If you wish to show preview snippets, you should set the GenerateTextPreviews
property in the query object to true
. Then, preview text snippets will be delivered to you via the OnSearchPreviewComplete
event handler.
Here’s an example:
library.OnSearchPreviewComplete += MyOnSearchPreviewCompleteMethod; var query = new LibraryQuery("Acme") { GenerateTextPreviews = true } var succeeded = await library.SearchAsync(query);
The OnSearchPreviewComplete
event handler receives a reference to the originating library, along with a list of LibraryPreviewResult
objects — one for each match. Each of these objects contains a UID identifying the document, a page index where the matching text is located, a snippet of text surrounding the match, the range of the matched text within the preview snippet, and the page text. Each object also has an annotation ID indicating whether or not the match was found in an annotation.
Advanced Matching Options
Library
offers advanced matching options. You can set these options in a LibraryQuery
object.
Password-Protected Documents
When indexing documents, it’s possible you might come across a password-protected document.

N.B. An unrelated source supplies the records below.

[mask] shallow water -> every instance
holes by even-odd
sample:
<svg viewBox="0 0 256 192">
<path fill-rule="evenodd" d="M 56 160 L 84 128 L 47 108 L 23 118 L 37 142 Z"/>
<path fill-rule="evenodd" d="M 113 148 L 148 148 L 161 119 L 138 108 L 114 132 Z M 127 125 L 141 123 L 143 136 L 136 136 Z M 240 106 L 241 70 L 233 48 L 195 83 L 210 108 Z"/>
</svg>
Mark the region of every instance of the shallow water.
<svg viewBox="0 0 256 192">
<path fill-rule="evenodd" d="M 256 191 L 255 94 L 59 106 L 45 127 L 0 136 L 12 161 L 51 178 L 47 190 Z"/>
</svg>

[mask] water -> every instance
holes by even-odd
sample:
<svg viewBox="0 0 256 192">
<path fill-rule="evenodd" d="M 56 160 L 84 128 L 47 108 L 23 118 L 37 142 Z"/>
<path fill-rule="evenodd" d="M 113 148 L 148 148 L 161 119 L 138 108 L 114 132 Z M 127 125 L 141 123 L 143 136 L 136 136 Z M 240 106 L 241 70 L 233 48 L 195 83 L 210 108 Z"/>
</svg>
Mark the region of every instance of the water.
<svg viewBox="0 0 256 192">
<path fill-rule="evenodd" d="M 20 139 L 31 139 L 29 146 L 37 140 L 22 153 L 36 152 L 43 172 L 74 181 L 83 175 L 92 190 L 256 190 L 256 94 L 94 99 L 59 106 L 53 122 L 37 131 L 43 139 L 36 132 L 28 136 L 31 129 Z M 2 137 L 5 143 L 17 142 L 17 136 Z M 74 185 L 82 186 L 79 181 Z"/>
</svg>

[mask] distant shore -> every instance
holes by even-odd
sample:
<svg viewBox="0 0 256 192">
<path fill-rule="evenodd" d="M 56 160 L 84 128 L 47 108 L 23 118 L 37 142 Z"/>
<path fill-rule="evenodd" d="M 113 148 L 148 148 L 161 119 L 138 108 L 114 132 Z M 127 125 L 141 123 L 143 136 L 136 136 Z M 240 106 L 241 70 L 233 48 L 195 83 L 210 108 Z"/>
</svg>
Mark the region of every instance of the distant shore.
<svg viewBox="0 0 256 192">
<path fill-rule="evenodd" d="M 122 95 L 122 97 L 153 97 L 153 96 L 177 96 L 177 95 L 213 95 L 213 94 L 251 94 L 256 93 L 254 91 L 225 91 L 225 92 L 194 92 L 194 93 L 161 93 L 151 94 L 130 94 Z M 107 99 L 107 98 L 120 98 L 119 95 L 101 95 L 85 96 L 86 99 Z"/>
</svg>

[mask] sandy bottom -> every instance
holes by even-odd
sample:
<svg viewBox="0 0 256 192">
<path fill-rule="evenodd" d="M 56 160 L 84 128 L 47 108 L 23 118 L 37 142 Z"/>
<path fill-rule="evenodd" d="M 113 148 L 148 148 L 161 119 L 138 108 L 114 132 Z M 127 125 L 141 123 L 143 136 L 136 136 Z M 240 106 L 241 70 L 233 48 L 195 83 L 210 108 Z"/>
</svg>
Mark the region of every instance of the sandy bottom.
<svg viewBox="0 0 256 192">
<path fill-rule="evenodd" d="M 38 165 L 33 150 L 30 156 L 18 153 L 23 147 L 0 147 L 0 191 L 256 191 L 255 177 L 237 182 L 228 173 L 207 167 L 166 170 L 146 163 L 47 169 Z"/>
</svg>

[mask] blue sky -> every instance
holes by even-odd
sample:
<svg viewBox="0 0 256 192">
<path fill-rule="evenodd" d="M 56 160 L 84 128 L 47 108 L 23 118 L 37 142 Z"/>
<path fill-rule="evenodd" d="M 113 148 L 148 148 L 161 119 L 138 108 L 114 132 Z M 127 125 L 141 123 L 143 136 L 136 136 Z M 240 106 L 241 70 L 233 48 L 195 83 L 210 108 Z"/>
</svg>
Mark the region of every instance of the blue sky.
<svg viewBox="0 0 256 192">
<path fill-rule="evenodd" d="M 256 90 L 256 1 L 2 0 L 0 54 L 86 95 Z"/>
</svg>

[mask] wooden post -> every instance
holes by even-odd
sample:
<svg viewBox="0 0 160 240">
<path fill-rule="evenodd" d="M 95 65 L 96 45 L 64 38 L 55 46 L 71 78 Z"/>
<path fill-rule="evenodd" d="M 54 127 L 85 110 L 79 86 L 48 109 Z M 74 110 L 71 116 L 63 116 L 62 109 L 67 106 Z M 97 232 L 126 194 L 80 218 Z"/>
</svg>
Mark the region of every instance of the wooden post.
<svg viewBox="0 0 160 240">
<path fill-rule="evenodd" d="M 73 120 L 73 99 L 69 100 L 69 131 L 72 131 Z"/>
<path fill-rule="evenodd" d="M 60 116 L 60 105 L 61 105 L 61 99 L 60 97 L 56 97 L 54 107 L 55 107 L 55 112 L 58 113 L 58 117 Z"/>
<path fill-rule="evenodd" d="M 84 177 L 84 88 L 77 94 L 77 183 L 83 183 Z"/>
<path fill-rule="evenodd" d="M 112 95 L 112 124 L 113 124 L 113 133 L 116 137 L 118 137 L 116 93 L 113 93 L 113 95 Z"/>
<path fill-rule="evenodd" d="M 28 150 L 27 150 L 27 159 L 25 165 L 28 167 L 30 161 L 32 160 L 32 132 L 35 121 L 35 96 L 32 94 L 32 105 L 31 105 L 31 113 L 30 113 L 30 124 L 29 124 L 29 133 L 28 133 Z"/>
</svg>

You can unlock a password-protected document with an event handler, which is fired every time a password is required. The following example shows how this is possible:
private Library _library; internal async void Initialize(PdfView pdfView) { _library = await Library.OpenLibraryAsync("catalog"); _library.OnPasswordRequested += Library_OnPasswordRequested; } private void Library_OnPasswordRequested(Library sender, PasswordRequest passwordRequest) { if (passwordRequest.Uid.Contains("Password.pdf")) { passwordRequest.Password = "test123"; break; } passwordRequest.Deferral.Complete(); }
PasswordRequest
will always have the UID populated with the path being indexed (note the full path will be assigned with the future access token and the file name). Check against this string to determine which document requires a password and populate the Password
member of PasswordRequest
to unlock the document. Ensure the Deferral
is completed, as per the last line of Library_OnPasswordRequested
; otherwise, the index will fail and throw an exception.
Example Code
You’ll find a complete working code example in the Catalog app provided with the SDK.